Bodenkrieg ist nicht zu stoppen
Kiew steht vor einem Dilemma. Derzeit scheint es aussichtsreicher, mit Angriffen in der Tiefe durch Drohnen und Marschflugkörper den Gegner zu schwächen. Doch der Bodenkrieg kann nicht einfach abgestellt werden. Zum einen ist Kiew ein Gefangener der hohen Erwartungen an die Sommeroffensive. Würde sie heute abgebrochen werden, könnte man nur drei Einbruchszipfel ins russisch besetzte Gebiet vorweisen, die ohne weitere Anstrengungen vermutlich wieder verloren gehen. Die Wirkung auf die eigene Bevölkerung, aber auch auf die westlichen Unterstützer wäre fatal. Darüber hinaus kann die ukrainische Regierung die russischen Operationen nicht stoppen.

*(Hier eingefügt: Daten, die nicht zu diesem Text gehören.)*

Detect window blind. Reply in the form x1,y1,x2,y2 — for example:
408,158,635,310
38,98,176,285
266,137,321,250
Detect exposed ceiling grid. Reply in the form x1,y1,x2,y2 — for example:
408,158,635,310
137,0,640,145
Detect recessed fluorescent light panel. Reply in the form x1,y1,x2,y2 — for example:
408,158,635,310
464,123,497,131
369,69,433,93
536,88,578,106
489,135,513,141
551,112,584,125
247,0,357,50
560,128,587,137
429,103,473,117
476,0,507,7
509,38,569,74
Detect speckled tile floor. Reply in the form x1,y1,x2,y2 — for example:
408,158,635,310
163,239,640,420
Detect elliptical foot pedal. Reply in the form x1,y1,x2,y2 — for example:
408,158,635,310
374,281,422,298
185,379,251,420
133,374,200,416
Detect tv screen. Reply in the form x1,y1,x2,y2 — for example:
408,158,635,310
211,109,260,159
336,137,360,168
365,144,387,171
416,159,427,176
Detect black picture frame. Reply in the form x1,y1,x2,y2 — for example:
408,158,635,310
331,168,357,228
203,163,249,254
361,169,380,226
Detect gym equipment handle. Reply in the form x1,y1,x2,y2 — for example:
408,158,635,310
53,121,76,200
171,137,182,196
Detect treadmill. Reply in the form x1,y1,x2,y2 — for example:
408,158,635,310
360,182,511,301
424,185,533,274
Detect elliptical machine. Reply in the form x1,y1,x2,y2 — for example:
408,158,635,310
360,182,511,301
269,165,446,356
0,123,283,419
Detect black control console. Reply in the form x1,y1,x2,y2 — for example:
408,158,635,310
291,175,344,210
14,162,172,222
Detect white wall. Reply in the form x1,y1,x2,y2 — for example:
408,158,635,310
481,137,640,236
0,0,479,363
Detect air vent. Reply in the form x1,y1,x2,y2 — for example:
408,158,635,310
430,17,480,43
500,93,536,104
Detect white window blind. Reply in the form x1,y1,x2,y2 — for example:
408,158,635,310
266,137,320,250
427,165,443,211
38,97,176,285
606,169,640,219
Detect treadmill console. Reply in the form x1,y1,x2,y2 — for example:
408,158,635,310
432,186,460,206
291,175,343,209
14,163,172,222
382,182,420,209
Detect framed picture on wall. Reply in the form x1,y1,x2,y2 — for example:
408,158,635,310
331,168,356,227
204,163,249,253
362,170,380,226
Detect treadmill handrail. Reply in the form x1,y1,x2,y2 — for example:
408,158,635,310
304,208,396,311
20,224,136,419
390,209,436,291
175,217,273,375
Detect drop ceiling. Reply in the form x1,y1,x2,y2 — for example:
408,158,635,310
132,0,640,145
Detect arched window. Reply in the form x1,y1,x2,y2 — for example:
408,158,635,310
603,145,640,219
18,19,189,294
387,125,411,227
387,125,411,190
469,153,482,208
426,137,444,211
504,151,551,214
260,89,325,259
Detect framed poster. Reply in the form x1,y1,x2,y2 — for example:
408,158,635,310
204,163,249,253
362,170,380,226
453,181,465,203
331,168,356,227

Wenn der Kreml die Kraft findet, eigene Vorstöße durchzuführen, geht der verlustreiche Bodenkrieg weiter.
Damit droht ein zweiter Bachmut-Winter, in dem Russland langsam aber unaufhaltsam weitere Eckpfeiler der ukrainischen Front zuerst komplett zerstört, um dann die Trümmer zu besetzen. Unglücklicherweise spielt die Zeit für Putin. In etwa zwei Monaten wird die Matsch- und Regensaison in der Ukraine beginnen. Auch dann kann diese Form des "Zeitlupen-Krieges" weitergeführt werden. Doch sobald die Felder unpassierbar sind, wird es kaum mehr möglich sein, doch noch einen tiefen Einbruch in die russischen Stellungen zu erreichen.